The storage support for these boards is a Compact Flash 4GB card.
The problem
We are getting regular errors and random application crashes on these boards. The most frequent errors are the following :
Aug 24 14:54:44 box45 puppetd[3669]: Could not run Puppet::Network::Client::Master: Stale NFS file handle - /var/lib/puppet/state/state.yaml
Aug 24 13:37:01 box76 kernel: [ 2091.575622] EXT2-fs error (device hda1): read_block_bitmap: Cannot read block bitmap - block_group = 30, block_bitmap = 983040
If these were HDD-based, I would run SMART monitoring tools to check for bad sectors and general disk health. Except, due to them being CF cards, I am in the dark and have difficulty measuring how bad (or good !) the situation is.
What can I do to monitor the health of these cards and measure their health ? I insist on "measure" as I need to give some hard facts that will eventually motivate the change of all the CF cards.
And to make things a little more complex, I do not have physical access to the Soekris boards so all this needs to be remote.
The error seems to point pretty solidly to a problem with a section of the CF card media. If it has been running for some time without any problems and now it's giving these issues, I'd think that the card has started going bad. Easiest way to test is to send a tech out with a replacement card and swap it out, especially if you're seeing this on a limited number of the systems. All media have lifespans and failure rates; the more read/write cycles you have going to the cards the sooner they'll die.

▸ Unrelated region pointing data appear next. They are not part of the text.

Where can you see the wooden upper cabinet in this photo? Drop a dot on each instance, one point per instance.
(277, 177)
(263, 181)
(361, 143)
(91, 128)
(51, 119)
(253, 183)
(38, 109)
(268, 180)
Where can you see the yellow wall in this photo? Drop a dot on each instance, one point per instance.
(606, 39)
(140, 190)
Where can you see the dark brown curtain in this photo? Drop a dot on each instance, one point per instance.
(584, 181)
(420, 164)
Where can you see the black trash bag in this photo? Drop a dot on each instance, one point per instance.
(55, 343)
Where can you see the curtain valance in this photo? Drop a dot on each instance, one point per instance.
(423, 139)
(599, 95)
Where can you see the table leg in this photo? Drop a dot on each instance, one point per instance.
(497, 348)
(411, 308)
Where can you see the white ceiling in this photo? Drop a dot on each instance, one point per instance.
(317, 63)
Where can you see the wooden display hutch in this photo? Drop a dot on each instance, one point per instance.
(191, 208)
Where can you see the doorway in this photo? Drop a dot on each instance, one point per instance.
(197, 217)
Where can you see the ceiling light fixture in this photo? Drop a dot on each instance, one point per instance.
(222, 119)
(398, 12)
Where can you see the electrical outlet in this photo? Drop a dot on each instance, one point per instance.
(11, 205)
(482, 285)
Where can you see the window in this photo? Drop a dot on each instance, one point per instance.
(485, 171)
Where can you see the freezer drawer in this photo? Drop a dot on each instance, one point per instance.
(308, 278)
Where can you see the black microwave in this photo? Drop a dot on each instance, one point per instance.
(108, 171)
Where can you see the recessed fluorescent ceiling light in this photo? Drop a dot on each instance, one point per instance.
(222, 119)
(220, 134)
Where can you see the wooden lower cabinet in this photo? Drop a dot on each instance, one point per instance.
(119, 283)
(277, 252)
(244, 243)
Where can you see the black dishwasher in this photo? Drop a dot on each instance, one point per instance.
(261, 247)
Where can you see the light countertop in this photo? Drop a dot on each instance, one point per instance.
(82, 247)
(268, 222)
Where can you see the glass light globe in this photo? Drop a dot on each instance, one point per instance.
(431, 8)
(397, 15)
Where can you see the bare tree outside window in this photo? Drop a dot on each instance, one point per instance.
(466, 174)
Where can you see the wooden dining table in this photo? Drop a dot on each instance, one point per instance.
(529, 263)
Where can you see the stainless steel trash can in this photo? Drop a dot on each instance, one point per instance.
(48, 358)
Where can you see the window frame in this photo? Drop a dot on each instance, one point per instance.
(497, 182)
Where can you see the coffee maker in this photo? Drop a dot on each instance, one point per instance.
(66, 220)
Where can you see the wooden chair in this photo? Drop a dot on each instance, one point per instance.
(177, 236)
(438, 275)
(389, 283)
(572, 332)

Another thing to look at: are the errors in reading near the same spot(s) each time? That would tell me it's probably a bad cell as well in a specific part of the card.
I don't know if fsck would work the same way on these cards or not. My first inclination seeing that error is to replace it.
Why in the world would you run things off of CF cards? Use solid state media (meant for the purpose) if you need flash storage. CF cards are not made with technical standards to include monitoring. The most you can do is a checkdisk and check it for bad sectors.